Ling Sien commented, “I asked him if he feels tired, and he said no. But we feel that it’s tiring and not easy at all.”

Besides making some of Joon Wai’s paintings into canvas prints for him to keep, Teacher Loh also sells his paintings so that he can earn some pocket money with his own efforts, thereby developing his self-worth.

Sam Joon Wai donated his canvas paintings for charity sale at a charity banquet organized by Tzu Chi Seremban on August 17, 2019. His art works were well received. [Photography by Tan Hock An]

Joon Wai also donated his paintings for charity sale at a charity banquet organized by Tzu Chi Seremban on August 17, 2019. The canvas paintings were printed at his expense with help from Teacher Loh. Many of the guests were impressed when they learnt from his mother how he completed the paintings despite his physical conditions. “We saw on Da Ai TV some families whose conditions are worse off than us but are doing good deeds. So I proposed to Joon Wai that he could also do the same and pray for a healthy body in his next life. He agreed without hesitation.”

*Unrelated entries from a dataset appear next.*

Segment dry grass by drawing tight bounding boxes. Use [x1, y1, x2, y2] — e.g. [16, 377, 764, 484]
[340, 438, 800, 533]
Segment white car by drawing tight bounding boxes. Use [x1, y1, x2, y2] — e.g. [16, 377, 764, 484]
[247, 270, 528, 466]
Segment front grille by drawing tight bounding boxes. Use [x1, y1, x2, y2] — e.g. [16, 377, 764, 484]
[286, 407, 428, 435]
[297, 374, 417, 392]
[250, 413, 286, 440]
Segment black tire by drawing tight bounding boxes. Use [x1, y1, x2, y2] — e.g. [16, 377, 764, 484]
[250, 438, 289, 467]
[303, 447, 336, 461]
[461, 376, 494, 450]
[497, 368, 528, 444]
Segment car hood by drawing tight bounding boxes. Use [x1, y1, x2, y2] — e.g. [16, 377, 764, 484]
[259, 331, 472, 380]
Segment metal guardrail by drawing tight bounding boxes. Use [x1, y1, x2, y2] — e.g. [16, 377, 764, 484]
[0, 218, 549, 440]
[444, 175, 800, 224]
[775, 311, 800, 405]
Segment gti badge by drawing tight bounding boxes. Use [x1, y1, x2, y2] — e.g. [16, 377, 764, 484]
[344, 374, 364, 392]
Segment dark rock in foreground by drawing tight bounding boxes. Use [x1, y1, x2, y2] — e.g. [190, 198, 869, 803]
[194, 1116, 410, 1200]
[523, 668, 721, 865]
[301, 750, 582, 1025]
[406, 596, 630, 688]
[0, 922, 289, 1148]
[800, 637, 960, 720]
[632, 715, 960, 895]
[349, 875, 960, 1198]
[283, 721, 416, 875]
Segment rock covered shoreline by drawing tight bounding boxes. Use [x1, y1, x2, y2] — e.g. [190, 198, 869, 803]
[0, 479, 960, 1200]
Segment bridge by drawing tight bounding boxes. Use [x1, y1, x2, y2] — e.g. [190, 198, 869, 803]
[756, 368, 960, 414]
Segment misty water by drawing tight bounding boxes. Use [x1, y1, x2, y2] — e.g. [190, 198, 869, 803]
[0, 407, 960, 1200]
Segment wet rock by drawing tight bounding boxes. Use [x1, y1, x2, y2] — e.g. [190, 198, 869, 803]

The value of these paintings does not lie in their price tags or skills involved, but a child’s passion for life and his efforts to paint his life with colours despite his physical disabilities.

During their visit in July 2019, volunteers held an early birthday celebration for Joon Wai, whose birthday falls on July 24. The shy teenage boy was reluctant to express his gratitude but the warmth that he felt would give him courage to face his life, knowing that there are people who care about him.

Volunteers celebrated Sam Joon Wai’s birthday in advance. [Photography by Hong Geok Hui]

Life may not always be ideal, but we must not be defeated. We should face the trials and setbacks that we encounter bravely and live out the best of our lives. Day after day, everything goes on as usual, the mother continues to take care of her son meticulously, the son continues to find his worth in painting, and the volunteers will always be there to offer their support through thick and thin.